Plusieurs mois de négociations n’auront pas permis à l’américain Teledyne d’acquérir Photonis, le ministère des Armées ayant mis fin au processus de rachat faute de garanties suffisantes sur la souveraineté. Cette décision, une première en France, s’inscrit dans le cadre plus général d’une prise de conscience croissante des pouvoirs publics sur le sujet crucial de l’indépendance stratégique.

Une intervention du ministère des Armées et de sa ministre Florence Parly met fin au projet de vente de Photonis, entreprise détenue par le fonds Ardian, à la pointe de l'innovation concernant la vision nocturne, à l’américain Teledyne. Le ministère motive son refus dans un communiqué de presse en indiquant que « Teledyne n’a pas fait l’objet d’un agrément au titre de la réglementation relative aux investissements étrangers en France ». Toujours selon le ministère, un rachat américain n’aurait pas permis de répondre à des impératifs de souveraineté économique. D’autant plus qu’une ancienne cadre dirigeante de Teledyne est liée au fonds de la CIA In-Q-Tel. Les tentatives américaines de captation technologique sur l’industrie photonique française ont débuté en septembre 2019 et marquent le début d’une série aux multiples rebondissements qui dure depuis plus d’un an.  Le veto du ministère des Armées n’est cependant pas le premier refus de vente de la saga Photonis. En mars, c’était le ministère de l’Économie qui rejetait l’offre américaine du fait du contrôle des investissements étrangers en France. Toutefois, en l’absence d’une offre de substitution, l’option Teledyne avait été relancée avant d’être de nouveau écartée à la suite du retrait de l’américain en septembre du fait des exigences de l’Etat français (participation de BpiFrance et droit de veto sur le management et les opérations en France et aux Pays-Bas). Pourtant, l’absence d’offre française a conduit Ardian a reprendre les négociations avec Teledyne. L’affaire semblait d’ailleurs bouclée pour un rachat au rabais de la pépite française de l’optronique à la fin du mois d’octobre avant que le ministère des Armées ne s’immisce dans l’affaire pour des raisons de souveraineté. En effet, la perte de l’un des spécialistes mondiaux de l’optronique de défense, équipant les forces spéciales françaises et américaines aurait représenté une perte technologique de taille pour le pays.

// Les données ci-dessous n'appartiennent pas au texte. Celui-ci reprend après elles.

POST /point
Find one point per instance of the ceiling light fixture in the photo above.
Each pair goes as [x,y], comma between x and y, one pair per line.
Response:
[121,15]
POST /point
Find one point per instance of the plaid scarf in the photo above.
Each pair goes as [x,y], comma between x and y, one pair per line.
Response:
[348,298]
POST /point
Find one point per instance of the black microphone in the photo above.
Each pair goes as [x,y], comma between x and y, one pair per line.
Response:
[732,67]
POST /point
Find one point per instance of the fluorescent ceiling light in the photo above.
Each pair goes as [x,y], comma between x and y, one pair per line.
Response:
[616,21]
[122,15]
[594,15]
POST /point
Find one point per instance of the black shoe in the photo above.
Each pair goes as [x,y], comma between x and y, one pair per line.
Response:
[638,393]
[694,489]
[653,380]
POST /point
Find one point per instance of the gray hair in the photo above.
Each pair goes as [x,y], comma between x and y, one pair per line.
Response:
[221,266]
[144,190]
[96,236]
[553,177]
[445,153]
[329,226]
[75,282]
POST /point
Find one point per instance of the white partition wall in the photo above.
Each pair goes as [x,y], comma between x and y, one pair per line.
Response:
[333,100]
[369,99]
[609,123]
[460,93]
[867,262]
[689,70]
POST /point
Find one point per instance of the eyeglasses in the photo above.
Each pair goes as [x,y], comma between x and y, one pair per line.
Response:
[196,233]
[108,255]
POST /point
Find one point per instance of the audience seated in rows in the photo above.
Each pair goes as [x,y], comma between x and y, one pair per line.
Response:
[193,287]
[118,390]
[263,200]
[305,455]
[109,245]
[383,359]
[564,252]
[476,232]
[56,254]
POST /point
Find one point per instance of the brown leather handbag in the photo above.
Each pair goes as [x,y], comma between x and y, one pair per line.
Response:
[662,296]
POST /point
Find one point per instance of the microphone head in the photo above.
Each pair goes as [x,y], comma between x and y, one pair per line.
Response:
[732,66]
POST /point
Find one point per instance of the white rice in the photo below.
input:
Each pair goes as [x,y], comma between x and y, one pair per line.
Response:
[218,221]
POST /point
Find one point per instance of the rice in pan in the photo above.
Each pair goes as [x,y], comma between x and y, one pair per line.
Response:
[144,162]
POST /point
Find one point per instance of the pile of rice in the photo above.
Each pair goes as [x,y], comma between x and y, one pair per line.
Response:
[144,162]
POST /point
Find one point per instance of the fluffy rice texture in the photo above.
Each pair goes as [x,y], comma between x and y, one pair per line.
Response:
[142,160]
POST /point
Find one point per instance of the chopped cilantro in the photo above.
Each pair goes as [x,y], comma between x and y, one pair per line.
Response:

Néanmoins, la décision française ne clôt pas le feuilleton sur le rachat de Photonis, le communiqué du ministère des Armées précisant qu’une solution française est à l'étude. Il est possible que l’État relance la piste d’une offre portée par deux grands groupes: Thales et Safran, cette dernière ayant déjà les faveurs de la Direction générale de l’armement. Malgré cela, l’État français qui est actionnaire à hauteur de 25,7% de Thalès et qui détient près de 35% des droits n’était pas parvenu à imposer ses vues.  Une autre piste possible est celle de Lynred, entreprise spécialisée dans les détecteurs infrarouges dont Thalès et Safran sont actionnaires. Le succès de cette opération est limité par la question du financement, Lynred, dont la structure est légèrement plus grande que celle de Photonis peut difficilement réunir les 500 millions d’euros qu’offrait Teledyne. La solution à ce problème pourrait venir de BpiFrance, cette dernière achèterait Photonis avant de l’apporter à Lynred, ce qui permettrait ensuite aux acteurs français impliqués de s’accorder sur la transaction. Le principal obstacle à cette solution est Ardian lui-même qui aura du mal à accepter une somme significativement inférieure à ce que proposait Teledyne.  

 

Vers la défense des actifs stratégiques français

Avant cette affaire, l’État se montrait réticent à intervenir comme le démontrent le cas Alstom et bien d’autres auparavant. Dans le cas Alstom, la perte de la branche énergie de la firme a porté  de sévères atteintes à l’indépendance stratégique du pays, notamment en ce qui concerne la filière nucléaire. Pour restaurer la souveraineté française dans le domaine, Frédéric Pierucci cherche à récupérer la turbine Arabelle, entre les mains de General Electric depuis 2014. 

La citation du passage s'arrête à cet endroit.